The elevator opened onto what was essentially the apartment’s entryway, an area so big I could have set up my office there and no one would have tripped over me for at least a month. We went on through an arched doorway into the body of the apartment.

 

A middle-aged woman in a maid’s uniform came out from some back room. “Oh, it is you, Miss Katerina. And your friend?”

 

“A business acquaintance, Elsbetta. We’ll be in my room.”

 

“You want me to bring tea? Coffee? Juice?” Her English was precise, but her voice was soft and heavily accented, the “esses” slurred the way my father’s mother’s used to.

 

“We’re fine without anything,” Catherine said firmly: I was not a guest, I didn’t get refreshments.

 

“Were you here last night?” I asked Elsbetta. “Here? Yes, I sleep here.”

 

Catherine looked daggers at me, but she said, “This woman wants to know if I was here also.”

 

“What do you mean, was you-were you-here? Yes, of course you were here. You ate with friends, you came home, at ten-thirty you went to bed, so I also, I then went to bed.” Elsbetta turned to me. “When Mrs.
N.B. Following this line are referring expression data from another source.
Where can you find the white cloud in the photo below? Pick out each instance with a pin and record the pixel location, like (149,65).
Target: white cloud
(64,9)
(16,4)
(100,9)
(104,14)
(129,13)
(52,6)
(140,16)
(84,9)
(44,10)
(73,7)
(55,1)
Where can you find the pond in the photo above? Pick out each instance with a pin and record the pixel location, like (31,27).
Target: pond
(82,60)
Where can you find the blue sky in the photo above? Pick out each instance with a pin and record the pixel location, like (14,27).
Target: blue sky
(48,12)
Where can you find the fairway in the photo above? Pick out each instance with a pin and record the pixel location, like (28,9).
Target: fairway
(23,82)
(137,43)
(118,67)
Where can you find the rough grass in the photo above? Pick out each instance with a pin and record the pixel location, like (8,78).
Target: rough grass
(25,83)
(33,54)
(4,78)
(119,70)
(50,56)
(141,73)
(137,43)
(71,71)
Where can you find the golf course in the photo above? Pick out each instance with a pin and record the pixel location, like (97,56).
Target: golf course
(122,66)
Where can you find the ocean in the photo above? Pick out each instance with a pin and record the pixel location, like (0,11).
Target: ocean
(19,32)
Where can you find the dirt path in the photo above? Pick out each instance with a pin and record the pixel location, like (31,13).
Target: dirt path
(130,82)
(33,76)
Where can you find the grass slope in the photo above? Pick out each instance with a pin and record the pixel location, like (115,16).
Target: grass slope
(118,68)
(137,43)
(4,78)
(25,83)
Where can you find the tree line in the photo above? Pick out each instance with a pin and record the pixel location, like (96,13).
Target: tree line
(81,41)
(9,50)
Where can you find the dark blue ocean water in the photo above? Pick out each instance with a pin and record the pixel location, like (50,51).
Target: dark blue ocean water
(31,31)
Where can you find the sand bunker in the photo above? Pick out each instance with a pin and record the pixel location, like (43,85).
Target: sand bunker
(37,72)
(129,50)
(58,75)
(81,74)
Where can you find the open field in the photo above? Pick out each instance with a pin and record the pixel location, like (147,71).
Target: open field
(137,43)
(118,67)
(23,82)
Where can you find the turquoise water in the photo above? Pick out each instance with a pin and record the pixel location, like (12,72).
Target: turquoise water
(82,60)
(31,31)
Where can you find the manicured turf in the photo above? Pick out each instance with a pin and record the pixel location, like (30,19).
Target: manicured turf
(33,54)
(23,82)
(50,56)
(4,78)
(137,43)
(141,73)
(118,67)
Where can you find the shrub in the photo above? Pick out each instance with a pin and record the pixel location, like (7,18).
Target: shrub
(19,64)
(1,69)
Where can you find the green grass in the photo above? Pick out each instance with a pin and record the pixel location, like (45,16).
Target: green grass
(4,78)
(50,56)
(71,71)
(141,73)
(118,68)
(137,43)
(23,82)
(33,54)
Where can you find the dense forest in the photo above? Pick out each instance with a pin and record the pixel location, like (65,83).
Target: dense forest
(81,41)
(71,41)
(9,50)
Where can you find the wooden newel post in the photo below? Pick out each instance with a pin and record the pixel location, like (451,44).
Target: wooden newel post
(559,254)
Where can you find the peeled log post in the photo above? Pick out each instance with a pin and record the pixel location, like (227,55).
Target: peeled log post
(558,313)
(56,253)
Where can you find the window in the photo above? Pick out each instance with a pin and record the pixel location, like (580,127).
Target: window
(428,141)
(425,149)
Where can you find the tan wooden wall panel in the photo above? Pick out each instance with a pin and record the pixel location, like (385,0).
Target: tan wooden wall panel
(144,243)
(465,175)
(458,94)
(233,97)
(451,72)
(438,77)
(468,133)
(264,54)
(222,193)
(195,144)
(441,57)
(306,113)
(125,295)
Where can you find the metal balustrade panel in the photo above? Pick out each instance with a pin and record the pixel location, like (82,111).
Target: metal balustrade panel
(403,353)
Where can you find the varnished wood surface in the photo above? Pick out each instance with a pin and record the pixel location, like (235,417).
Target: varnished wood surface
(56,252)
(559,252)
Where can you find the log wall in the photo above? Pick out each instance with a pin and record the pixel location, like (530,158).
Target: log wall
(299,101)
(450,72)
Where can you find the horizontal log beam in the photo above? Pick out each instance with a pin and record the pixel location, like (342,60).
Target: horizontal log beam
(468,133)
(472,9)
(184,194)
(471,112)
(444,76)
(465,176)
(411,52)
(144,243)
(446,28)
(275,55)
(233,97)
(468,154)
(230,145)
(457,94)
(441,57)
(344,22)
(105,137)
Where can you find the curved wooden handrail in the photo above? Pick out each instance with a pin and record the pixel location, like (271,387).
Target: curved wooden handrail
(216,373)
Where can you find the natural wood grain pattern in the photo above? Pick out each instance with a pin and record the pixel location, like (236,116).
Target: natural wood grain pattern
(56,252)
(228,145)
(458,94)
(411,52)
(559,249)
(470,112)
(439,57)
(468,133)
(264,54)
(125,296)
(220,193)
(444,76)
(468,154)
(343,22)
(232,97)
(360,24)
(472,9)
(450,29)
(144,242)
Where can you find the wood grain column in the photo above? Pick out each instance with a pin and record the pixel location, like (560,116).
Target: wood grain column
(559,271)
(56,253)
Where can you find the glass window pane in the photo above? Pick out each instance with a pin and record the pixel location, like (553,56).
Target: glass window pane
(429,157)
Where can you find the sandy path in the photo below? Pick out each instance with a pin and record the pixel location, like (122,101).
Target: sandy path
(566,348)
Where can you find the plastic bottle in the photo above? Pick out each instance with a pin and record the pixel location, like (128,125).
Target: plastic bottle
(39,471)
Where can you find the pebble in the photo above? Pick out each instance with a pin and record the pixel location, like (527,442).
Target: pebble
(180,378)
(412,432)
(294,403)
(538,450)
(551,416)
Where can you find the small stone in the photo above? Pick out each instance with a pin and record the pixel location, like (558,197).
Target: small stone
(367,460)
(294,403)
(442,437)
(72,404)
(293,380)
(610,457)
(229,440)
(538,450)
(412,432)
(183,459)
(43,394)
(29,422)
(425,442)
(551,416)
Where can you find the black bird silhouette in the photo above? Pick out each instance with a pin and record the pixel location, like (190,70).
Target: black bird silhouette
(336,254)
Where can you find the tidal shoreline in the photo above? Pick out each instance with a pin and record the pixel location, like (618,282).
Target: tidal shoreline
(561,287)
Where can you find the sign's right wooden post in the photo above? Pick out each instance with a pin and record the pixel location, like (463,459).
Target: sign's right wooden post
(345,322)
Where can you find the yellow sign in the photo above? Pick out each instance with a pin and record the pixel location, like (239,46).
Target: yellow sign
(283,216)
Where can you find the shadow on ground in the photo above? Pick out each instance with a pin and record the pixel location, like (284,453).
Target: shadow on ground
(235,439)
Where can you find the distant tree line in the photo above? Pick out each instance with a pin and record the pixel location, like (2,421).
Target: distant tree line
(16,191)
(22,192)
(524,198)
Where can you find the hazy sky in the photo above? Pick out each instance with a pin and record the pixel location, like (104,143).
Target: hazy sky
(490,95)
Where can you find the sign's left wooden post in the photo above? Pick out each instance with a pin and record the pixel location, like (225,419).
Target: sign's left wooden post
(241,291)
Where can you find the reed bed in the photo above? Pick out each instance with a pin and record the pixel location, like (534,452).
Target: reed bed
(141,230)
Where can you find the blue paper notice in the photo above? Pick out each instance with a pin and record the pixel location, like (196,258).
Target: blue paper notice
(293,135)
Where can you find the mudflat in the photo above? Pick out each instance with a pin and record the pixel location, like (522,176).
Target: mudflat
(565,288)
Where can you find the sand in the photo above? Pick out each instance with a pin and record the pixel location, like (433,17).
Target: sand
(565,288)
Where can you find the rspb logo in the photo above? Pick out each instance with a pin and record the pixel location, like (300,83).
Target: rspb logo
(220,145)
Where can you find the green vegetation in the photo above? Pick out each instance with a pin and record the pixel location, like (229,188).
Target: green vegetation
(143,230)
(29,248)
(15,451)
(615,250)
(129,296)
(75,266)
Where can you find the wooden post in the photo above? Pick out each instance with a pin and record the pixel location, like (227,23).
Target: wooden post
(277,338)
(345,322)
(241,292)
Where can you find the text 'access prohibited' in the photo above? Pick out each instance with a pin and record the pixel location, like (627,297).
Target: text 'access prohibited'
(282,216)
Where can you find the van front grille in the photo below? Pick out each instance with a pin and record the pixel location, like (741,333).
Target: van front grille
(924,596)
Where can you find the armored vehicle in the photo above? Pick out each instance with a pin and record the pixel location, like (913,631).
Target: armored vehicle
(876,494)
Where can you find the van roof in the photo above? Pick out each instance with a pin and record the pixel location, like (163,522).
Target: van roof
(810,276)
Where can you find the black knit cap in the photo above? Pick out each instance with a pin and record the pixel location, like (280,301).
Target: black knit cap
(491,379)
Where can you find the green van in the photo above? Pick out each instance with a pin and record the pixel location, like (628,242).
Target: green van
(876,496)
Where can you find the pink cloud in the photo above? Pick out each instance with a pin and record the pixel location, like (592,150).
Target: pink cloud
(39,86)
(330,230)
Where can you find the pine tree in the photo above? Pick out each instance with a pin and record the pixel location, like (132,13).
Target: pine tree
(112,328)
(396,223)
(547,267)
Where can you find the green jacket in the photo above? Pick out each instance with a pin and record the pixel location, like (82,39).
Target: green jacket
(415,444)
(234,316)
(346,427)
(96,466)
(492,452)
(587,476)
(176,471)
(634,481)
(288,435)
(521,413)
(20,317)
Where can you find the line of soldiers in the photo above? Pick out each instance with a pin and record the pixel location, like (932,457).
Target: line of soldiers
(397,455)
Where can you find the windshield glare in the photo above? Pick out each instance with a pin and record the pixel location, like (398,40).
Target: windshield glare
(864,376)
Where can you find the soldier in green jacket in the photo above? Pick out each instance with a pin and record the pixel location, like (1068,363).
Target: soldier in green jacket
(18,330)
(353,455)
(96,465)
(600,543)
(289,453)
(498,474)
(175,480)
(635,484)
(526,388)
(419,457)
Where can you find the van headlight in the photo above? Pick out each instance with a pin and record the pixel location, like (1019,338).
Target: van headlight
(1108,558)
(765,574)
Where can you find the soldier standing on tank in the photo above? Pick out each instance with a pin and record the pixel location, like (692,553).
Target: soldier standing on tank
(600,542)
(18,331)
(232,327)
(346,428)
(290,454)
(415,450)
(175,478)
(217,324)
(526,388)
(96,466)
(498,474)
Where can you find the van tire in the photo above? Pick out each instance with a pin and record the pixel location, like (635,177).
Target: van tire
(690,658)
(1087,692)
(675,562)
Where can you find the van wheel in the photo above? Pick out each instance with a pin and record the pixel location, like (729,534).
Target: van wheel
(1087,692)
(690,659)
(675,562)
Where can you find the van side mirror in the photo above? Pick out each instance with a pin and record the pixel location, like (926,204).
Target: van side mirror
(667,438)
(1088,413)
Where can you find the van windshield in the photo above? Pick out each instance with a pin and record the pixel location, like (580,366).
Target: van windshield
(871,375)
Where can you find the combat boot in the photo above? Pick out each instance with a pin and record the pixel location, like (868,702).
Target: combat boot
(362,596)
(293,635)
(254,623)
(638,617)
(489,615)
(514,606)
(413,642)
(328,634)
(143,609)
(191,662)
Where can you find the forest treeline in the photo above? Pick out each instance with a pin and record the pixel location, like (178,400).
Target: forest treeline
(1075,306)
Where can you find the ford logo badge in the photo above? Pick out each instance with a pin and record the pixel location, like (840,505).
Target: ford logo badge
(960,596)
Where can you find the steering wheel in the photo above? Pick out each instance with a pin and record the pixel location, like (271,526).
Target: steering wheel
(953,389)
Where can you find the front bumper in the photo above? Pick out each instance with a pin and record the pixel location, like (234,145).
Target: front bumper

Renee is not here, I stay awake until Miss Katerina is in bed.”

 

Catherine gave a tight, triumphant smile and led me to her room. It was decorated in bold colors, and furnished in a way that would remind you every time you came in that you had been born to special obligations-the Bang & Olufsen TV-stereo for starters, and then the antique armoire and desk, Navajo rugs worn enough to show they dated to the pre-Machine Epoch of Indian work. These lay on a hardwood floor so polished it reflected our legs as we walked across it. Another few were draped across a pair of ottomans in front of the working fireplace.

 

The room overlooked the back garden. I opened the French doors and looked out on a small balcony. You wouldn’t have to be a great athlete, only reasonably confident, to move from the balcony to a fire escape screwed into the brickwork about a yard away.

 

“So you went to bed at ten-thirty, you waited until Elsbetta’s light went out, then you climbed down, went out the back gate and headed for the western suburbs. You have a driver’s license, or anyway access to a car. You did your business out at the Larchmont estate, and retraced your steps. Only you were so worn out that you overslept and missed your algebra class this morning.”

 

She scowled ferociously. “What are you trying to prove, that you can stalk me? You know that’s against the law in Illinois.”